New Delhi: Stress hormone levels in people’s hair can reveal how the Covid-19 pandemic impacted the mental health of families, scientists have concluded based on a new study.
In the study, published in the journal Child Development Monday, researchers from New York University Abu Dhabi (NYUAD) said higher hair cortisol levels were seen in mothers and children of families that had faced more disruptions due to the pandemic.
Cortisol is a stress hormone that kicks in fight-or-flight situations, signalling to the body to curb functions that would be non-essential or harmful at such times.
For the study, 52 predominantly lower income Jordanian and Syrian families with young children were studied in Jordan.
The team had been working on another study before the pandemic, for which it used samples from cortisol tests of mothers and children in Jordan in 2019. The same families were then followed up with, to explore stress physiology, family functioning, and mental health over the first nine months of the pandemic.

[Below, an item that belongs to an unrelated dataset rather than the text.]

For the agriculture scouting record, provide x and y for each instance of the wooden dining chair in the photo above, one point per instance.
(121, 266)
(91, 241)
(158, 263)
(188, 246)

The study found that negative changes to family life predicted greater hair cortisol concentration for children, which reflected their cumulative stress.
Mothers reported more negative changes to family life in June 2020, when their children had poorer behavioral self-regulation.
More negative changes to family life predicted greater hair cortisol concentrations in children in June 2020, and more negative changes predicted worse child and mother psychosocial adjustment in December 2020.
The study concluded that the adverse physiological and psychological consequences of the pandemic will likely carry long-term effects on children’s future capacity to learn and thrive.
Need to support families, say scientists
The team of researchers also found that raised levels of family adversity predicted worse mental health in children and mothers in December 2020.
“The Covid-19 pandemic has been a global mental health crisis, as well as a physical health crisis,” said Antje von Suchodoletz, Assistant Professor at NYUAD, who led the research.
“Our research showed that in families experiencing greater disruption, the hair cortisol tests of children and mothers showed evidence of ‘stress getting under the skin’,” she said.
“These findings point to the importance of developing programs to address the daily needs of families in LMIC (low-to-middle-income countries) during periods of acute and prolonged crises, and particularly families with few economic resources to draw upon,” von Suchodoletz added.